Laureline was affirming the question on many readers’mind: “could I live this far in the future, in the unknown?”.  And in the troubled late ’60s into the ’70s, with TV news  showing nightly scenes from Vietnam to the carnage wrought by Carlos the Jackal, the Red Brigades, OAS, and on an on, her character offered hope.  

“Valerian and the City of a Thousand Planets” created some confusion from the start. Trailers intended to wow audiences with their visuals were depicting nothing particularly new and failed to answer two basic questions about characters and story: who and what. The source material, which invited contemplation of its richness, should have been subtly hinted at. It was almost immediately clear that Laureline’s character was more evolved, with more depth than Valerian’s. This led to two criticisms directed at the film in several reviews. One had to do with the casting of Dane Dehaan as Valerian, the other with various expressions of confusion regarding the story development. Dane Dehaan is an interesting actor, whom I would follow in future films, having just recently watched “the cure for wellness”. However, he is physically very different from Valerian’s square jawed, sharp featured character, and while Ciara Delevingne’s Laureline turned out better written, both actors come across as teenagers with old eyes.  To me they looked like a live version of the group Gorillaz’ animated videos.

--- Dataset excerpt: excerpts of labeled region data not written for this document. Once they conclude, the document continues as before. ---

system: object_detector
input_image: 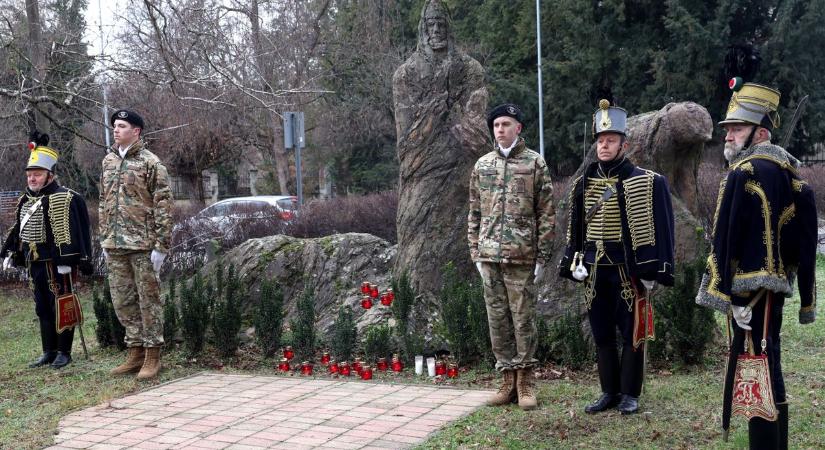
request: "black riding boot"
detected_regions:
[584,345,621,414]
[29,320,57,369]
[619,344,645,414]
[776,403,788,450]
[748,417,780,450]
[52,328,74,369]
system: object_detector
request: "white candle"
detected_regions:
[427,358,435,377]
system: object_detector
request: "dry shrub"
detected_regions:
[285,191,398,243]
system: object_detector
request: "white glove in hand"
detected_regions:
[149,250,166,273]
[573,264,588,281]
[731,305,753,330]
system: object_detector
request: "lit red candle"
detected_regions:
[361,297,372,309]
[376,358,389,371]
[435,361,447,375]
[361,366,372,380]
[392,354,404,372]
[278,358,289,372]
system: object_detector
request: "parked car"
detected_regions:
[172,195,298,252]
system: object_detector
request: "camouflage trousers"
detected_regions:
[106,249,163,347]
[481,262,538,371]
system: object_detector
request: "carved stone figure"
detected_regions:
[393,0,490,294]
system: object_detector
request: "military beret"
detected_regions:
[109,109,143,129]
[487,103,524,132]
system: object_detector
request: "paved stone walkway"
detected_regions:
[51,374,490,449]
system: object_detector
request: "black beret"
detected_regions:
[109,109,143,130]
[487,103,524,132]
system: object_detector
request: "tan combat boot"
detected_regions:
[109,347,146,375]
[138,347,160,380]
[487,370,516,406]
[516,368,538,411]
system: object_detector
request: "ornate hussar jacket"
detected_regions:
[0,181,92,273]
[559,158,674,286]
[467,138,555,264]
[696,143,817,323]
[99,141,174,253]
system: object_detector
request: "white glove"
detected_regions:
[731,305,753,330]
[573,264,588,281]
[149,250,166,273]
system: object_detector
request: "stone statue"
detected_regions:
[393,0,491,300]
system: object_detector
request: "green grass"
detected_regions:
[0,259,825,449]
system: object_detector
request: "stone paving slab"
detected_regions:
[50,374,491,450]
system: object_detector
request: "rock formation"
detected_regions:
[393,0,490,299]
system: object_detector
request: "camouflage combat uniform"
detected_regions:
[467,138,555,370]
[99,141,173,347]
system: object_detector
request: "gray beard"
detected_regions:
[725,142,743,162]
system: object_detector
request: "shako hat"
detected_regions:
[719,78,780,130]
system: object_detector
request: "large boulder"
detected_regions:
[538,102,713,319]
[208,233,396,335]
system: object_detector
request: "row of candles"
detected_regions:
[361,281,395,309]
[278,346,458,380]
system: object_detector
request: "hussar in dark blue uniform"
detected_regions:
[559,100,673,414]
[0,132,92,368]
[696,82,817,449]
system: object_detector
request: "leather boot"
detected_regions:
[29,320,57,369]
[109,347,146,375]
[748,417,779,450]
[776,403,788,450]
[52,328,74,369]
[487,370,517,406]
[617,394,639,414]
[516,368,538,411]
[137,347,160,380]
[584,392,621,414]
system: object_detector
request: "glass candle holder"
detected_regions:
[361,366,372,380]
[415,355,424,375]
[278,358,289,372]
[427,357,435,377]
[376,358,389,372]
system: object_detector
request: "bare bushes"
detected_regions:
[285,191,398,243]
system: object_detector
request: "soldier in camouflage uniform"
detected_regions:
[559,99,674,414]
[100,110,173,379]
[0,131,92,369]
[467,104,555,410]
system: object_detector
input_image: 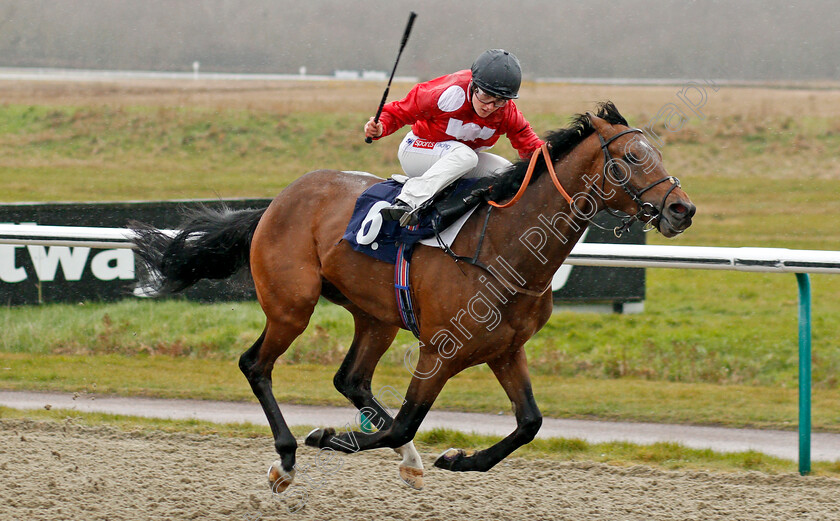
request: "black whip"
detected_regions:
[365,11,417,144]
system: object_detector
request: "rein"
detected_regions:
[487,143,572,208]
[432,124,680,297]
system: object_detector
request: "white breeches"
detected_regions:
[397,132,511,208]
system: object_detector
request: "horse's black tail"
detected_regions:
[129,206,266,296]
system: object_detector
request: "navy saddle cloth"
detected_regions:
[343,179,480,264]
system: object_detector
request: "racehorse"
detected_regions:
[133,102,695,493]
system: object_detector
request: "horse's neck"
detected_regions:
[488,142,601,290]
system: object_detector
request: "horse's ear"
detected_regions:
[586,112,610,133]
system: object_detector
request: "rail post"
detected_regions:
[796,273,811,476]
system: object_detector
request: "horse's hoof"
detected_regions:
[268,460,295,494]
[435,449,467,470]
[400,465,424,490]
[304,428,335,448]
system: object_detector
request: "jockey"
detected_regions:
[364,49,543,226]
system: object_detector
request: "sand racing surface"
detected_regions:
[0,420,840,521]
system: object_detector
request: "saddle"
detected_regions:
[342,178,493,264]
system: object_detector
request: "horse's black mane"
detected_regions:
[488,101,627,202]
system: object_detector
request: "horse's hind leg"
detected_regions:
[333,309,423,490]
[239,296,317,493]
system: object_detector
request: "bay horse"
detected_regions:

                            Not quite the right look (Gorillaz seen above)…

Image result for valerian and the city of a thousand planets

Luc Besson enjoys writing strong female characters, but even as he matures, they remain fairly two-dimensional objects of desire. Here, this led to a few cringe-worthy moments where Valerian would ask Laureline to marry him, awkward scenes book-ended by some horseplay between the two, at times a bit rough and a definite departure from the playful banter of the comic books. Besson wrote Valerian more as Satyr than Pygmalion. In between these moments would be the “cool action scenes” which, while visually pleasing, did play on well worn notes. 

Take Clive Owen’s Commander Fillit character and other military officers, carbon-copies of the soldiers in “the Fifth Element” with their operetta uniforms. As for David Bowie’s “Space Oddity”, Bob Marley’s “Jamming” and the Bee-Gees’ “Staying Alive”, they’re all pretty cool tracks, but unoriginal references for a film intended as the beginning of a franchise which needs to establish itself well outside of the Star Wars universe, or Avatar. There’s much more, but the film deserves its shot: the characters and universes created by Christin and Mezieres are regaining relevance.

I went in thinking the film should have been animated in the style of Jackson and Spielberg’s “the adventures of Tintin”. I still think it would have been a better choice and helped keep the film closer to the source material, but it also needed to be pared down visually. There were only about five other people in the theater that night and once again I find truth in Thomas Wolfe’s novel, you can’t go home again. Not even to an imagined future.
“Valerian and the City of a Thousand Planets” gets three jellybeans.